In this week's print edition, LA Weekly presents an introduction to singer and guitarist Sunny War, who maybe you've seen busking at Venice Beach or at the Sunday morning Hollywood Farmer's Market. War, who draws on country blues and folk music to create her uniquely American sound, is young, is smart, also plays in a Smell band called the Anus Kings, and just signed both a publishing deal and a sponsorship deal. (Gotta love LA).

Writer Michael Simmons, who profiled her for this week's paper, wrote this of her guitar style in discussing the video below:

She's harnessing her own arrangement of the traditional song “Deep River Blues” in a claw-hammer style: Her right thumb plunks the bass part while her forefinger upstrokes notes and chords, leaving the other three fingers unused. A banjo technique, it's also used by acoustic blues guitarists. Her fingers are long and strong — Robert Johnson hands — in jarring contrast to the waif they're attached to. The walking bass line sounds like a hammer striking piano keys in perfect meter, while the fills are dynamic flurries — like cluster bombs. I haven't heard a young guitarist this dexterous and ass-kicking in eons.
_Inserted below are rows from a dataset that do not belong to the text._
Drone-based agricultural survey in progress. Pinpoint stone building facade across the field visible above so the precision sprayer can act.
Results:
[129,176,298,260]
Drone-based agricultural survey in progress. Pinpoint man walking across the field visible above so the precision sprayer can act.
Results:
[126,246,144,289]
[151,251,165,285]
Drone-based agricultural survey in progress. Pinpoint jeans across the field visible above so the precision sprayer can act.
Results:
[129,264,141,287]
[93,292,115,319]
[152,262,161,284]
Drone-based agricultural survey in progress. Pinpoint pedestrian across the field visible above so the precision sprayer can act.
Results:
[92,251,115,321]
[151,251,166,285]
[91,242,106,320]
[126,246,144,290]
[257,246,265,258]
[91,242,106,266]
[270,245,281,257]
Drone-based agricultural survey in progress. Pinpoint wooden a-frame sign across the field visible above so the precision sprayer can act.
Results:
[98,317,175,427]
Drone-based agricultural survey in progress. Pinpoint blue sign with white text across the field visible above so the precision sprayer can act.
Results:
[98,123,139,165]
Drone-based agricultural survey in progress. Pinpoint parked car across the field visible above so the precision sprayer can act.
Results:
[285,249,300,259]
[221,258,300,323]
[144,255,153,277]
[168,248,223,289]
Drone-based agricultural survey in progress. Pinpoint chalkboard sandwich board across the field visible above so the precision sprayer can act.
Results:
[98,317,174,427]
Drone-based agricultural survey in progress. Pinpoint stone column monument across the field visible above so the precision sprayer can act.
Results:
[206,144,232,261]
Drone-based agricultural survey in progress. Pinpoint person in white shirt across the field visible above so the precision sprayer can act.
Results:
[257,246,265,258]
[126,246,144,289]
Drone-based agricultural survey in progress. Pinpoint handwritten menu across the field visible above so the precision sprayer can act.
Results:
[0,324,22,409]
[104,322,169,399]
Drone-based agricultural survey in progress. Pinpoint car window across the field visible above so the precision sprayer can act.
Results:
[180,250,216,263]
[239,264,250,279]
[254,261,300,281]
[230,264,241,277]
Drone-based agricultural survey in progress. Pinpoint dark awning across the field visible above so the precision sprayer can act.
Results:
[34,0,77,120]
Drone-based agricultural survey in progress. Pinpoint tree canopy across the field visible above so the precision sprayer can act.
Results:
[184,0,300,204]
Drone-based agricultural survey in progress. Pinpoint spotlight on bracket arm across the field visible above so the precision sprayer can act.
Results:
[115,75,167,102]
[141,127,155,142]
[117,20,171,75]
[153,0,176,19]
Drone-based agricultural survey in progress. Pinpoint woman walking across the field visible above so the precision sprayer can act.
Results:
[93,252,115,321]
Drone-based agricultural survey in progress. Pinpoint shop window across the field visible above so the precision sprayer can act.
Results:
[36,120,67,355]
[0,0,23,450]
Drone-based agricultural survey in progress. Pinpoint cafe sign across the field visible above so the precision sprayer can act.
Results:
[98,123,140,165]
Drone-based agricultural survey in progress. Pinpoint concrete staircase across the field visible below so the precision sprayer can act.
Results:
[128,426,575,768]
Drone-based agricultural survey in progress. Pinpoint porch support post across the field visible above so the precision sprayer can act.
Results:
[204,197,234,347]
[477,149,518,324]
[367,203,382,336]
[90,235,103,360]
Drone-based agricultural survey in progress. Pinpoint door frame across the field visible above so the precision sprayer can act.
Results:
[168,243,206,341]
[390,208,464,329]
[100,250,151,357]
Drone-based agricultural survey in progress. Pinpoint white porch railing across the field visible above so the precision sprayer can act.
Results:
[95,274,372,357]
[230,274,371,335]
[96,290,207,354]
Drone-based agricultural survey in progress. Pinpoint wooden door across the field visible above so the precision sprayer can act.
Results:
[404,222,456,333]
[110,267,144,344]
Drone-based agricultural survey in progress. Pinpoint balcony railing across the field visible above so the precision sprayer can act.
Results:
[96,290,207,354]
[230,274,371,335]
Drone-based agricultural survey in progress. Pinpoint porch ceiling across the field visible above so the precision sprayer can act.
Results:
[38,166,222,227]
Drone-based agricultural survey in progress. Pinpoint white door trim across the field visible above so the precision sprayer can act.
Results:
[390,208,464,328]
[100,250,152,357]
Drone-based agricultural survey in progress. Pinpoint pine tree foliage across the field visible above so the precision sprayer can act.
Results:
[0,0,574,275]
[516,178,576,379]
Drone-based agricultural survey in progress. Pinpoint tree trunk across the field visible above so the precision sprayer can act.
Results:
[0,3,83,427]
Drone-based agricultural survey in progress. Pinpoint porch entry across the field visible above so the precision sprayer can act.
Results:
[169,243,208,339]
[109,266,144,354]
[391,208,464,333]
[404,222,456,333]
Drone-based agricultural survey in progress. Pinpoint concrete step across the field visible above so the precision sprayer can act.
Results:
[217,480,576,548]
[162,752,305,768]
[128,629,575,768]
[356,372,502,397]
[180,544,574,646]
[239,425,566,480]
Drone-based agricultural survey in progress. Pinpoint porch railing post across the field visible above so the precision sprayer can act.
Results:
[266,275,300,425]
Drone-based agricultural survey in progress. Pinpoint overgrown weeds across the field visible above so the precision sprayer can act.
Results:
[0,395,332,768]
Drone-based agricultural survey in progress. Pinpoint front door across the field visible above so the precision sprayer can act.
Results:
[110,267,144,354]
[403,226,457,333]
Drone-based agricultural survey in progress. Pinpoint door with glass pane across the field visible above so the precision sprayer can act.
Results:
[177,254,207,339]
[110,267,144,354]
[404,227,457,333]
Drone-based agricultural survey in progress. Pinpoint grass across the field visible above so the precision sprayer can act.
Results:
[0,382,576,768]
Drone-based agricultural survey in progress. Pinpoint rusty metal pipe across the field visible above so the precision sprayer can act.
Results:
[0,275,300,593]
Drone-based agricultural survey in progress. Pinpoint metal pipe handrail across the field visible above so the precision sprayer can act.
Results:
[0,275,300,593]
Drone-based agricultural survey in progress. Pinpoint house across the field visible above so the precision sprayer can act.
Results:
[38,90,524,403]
War says this of the magnetic draw of country blues: “It has soul. Everything from the past is better than it is now. Our way of life was more honest. We were more connected to God, to the Earth and to each other. People use to actually play instruments; now it's all computer stuff. I like the idea of not having a TV, cooking, drinking and playing guitar with your friends. Old music sounds like utopia to me.”

Sunny War performs twice this week: On Monday, July 20 at The Talking Stick in Venice from 7:30-8 p.m., and on Thursday, July 23 at the Mint at 8 p.m.